[Math] Correct formulation of equality and non-negativity constrained non-linear minimization problem

lagrange multipliernumerical optimization

I am trying to minimize a non-linear function with both equality and non-negativity constraints numerically (not analytically) using gradient based methods and without software packages.

$f(x)=x_1^2+x_2^2 \quad $ s.t. $ \quad x_1+x_2=1,x_1>0,x_2>0$

I started out by solving a subset of the problem, which only had the equality constraint:

$f(x)=x_1^2+x_2^2 \quad $ s.t. $ \quad x_1+x_2=1$

Using a Lagrange multiplier, I minimized the following function with no problems using gradient descent and conjugate gradients:

$L(x_1,x_2,\lambda)=x_1^2+x_2^2+\lambda(x_1+x_2-1)$

As stated above, I would like to add non-negativity constraints, but I am under the impression that there are other concepts that I need to understand first.
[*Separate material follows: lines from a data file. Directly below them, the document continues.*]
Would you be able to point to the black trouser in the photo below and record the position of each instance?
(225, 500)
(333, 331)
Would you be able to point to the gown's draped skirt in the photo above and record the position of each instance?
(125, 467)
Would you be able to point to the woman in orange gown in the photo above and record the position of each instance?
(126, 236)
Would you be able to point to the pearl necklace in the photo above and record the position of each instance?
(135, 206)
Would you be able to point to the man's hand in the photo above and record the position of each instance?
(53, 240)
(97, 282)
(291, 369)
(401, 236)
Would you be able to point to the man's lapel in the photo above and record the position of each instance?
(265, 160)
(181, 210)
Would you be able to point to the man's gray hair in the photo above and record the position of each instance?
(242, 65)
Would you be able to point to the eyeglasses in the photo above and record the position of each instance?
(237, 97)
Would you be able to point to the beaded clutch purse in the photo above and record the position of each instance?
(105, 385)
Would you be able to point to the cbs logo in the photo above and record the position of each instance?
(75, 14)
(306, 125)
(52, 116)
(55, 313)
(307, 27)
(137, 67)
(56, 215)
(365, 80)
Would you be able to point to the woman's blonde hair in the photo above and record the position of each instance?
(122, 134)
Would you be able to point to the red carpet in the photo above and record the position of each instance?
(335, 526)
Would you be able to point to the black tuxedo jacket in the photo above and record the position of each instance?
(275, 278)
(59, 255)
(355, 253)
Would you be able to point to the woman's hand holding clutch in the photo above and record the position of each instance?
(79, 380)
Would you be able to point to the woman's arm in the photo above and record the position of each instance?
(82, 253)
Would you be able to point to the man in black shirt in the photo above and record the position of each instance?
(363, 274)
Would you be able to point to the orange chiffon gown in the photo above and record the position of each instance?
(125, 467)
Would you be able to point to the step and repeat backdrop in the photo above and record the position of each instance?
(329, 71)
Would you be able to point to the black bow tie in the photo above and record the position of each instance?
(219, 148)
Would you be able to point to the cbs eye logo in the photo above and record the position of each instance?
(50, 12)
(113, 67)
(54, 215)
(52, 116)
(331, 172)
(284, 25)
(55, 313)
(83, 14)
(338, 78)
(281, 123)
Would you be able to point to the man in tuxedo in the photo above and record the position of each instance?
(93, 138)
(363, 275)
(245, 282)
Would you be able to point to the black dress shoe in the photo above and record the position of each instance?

I have tried to minimize the following function, but I am certain it is incorrect:

$L(x_1,x_2,\lambda_1,\lambda_2,\lambda_3)=x_1^2+x_2^2+\lambda_1(x_1+x_2-1)-\lambda_2x_1-\lambda_3x_2$

What function should I be minimizing to satisfy all of the constraints? Do I need other concepts beyond Lagrange multipliers?

Best Answer

What you need to look at are the Karush-Kuhn-Tucker conditions.

EDIT: In your example, the non-negativity constraints $x_1 \ge 0$ and $x_2 \ge 0$ (I hope you did mean $\ge$, not $>$, otherwise you might not get any minimum) each will get a Lagrange multiplier, which is required to be nonnegative (while the Lagrange multiplier for an equality constraint can have any sign). The KKT conditions are

$$ \eqalign{-2 x_1 - \lambda_1 + \lambda_2 &= 0\cr -2 x_2 - \lambda_1 + \lambda_3 & = 0\cr \lambda_2 x_1 &= 0\cr \lambda_3 x_2 &= 0\cr x_1 + x_2 &= 1\cr x_1, x_2, \lambda_2, \lambda_3 &\ge 0\cr}$$

Case 1. If $x_1 = 0$, then $x_2 = 1\ne 0$ so $\lambda_3 = 0$. Then the first two KKT conditions say $$ \eqalign{-\lambda_1 + \lambda_2 &= 0\cr -2 - \lambda_1 &= 0\cr}$$ so $\lambda_1 = -2$ and $\lambda_2 = -2$, which is impossible.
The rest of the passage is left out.